Lottery most popular gambling category for Australians
10.6 million Australians aged 18+ (55.4%) gambled in the 12 months to June 2018, including 8.6 million (44.8%) who bought a lottery or scratchie ticket. While total gambling participants have declined over the last 15 years, lottery and scratchie tickets are leagues ahead of poker betting, Keno, and casino table games when looking at participants.
Narrowing the focus to a more recent timeframe shows that over the last three years lottery and scratchie tickets have held their own with an unchanged 8.6 million Australians buying a lottery or scratchie ticket. However, this stability in participation hides movement in regards to the underlying lottery items.
Now 7.7 million Australians bought a lottery ticket of any sort in the year to June 2018 encompassing Monday/ Wednesday/ Saturday Lotto, Powerball, Oz Lotto or Other Lottery tickets, down from 7.9 million three years ago.
This decline was driven by a fall in Australians buying Monday/Wednesday/Saturday Lotto tickets, down 0.6 million to 5.7 million and fewer Australians buying Powerball tickets, down 0.2 million to 3.6 million.
In contrast more Australians are today buying OzLotto tickets, up 0.4 million to 3.3 million, and more Australians are buying Other Lottery tickets which includes Lotto Strike, Pools, Keno, Super 66 and Cash 3, up marginally by 0.1 million to 0.9 million.
Buying of scratchie tickets has also declined slightly over the last three years down 0.2 million to 3 million Australians in the year to June 2018.

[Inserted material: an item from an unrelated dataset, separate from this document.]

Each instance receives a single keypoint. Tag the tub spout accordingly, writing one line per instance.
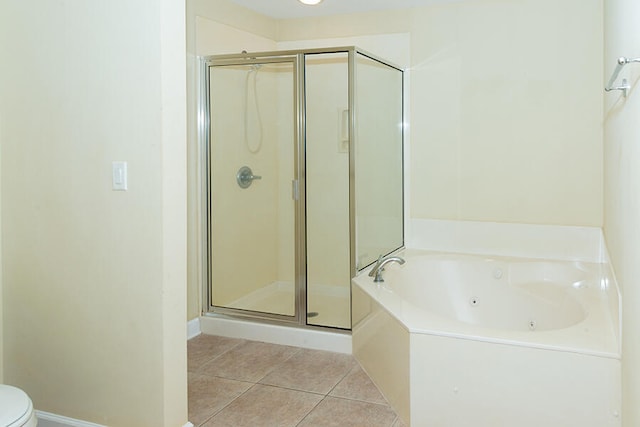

These are the latest findings from the Roy Morgan ‘Gambling Currency Report’, from in-depth personal interviews conducted face-to-face with thousands of people in their own home. The Roy Morgan Single Source survey of over 50,000 Australians in the 12 months ended June 2018 included in-depth interviews with over 14,000 people who had gambled in the last three months.
When it comes to buying lottery and scratchie tickets, the likelihood of having bought a lottery or scratchie ticket rises with age until peaking with Australians aged 50-64 years old. A similar pattern also exists for other forms of gambling such as playing keno or betting.
Over half of Australians aged 50-64 years old (55.6%) and aged 65+ years old (50.7%) buy lottery or scratchie tickets in an average three months.
In contrast only 12.6% of Australians aged 18-24 years old and 27.2% of Australians aged 25-34 years old buy lottery or scratchie tickets in an average three months. 39.2% of Australians aged 35-49 years old buy lottery or scratchie tickets which puts the group firmly in line with the national average of 39.9%.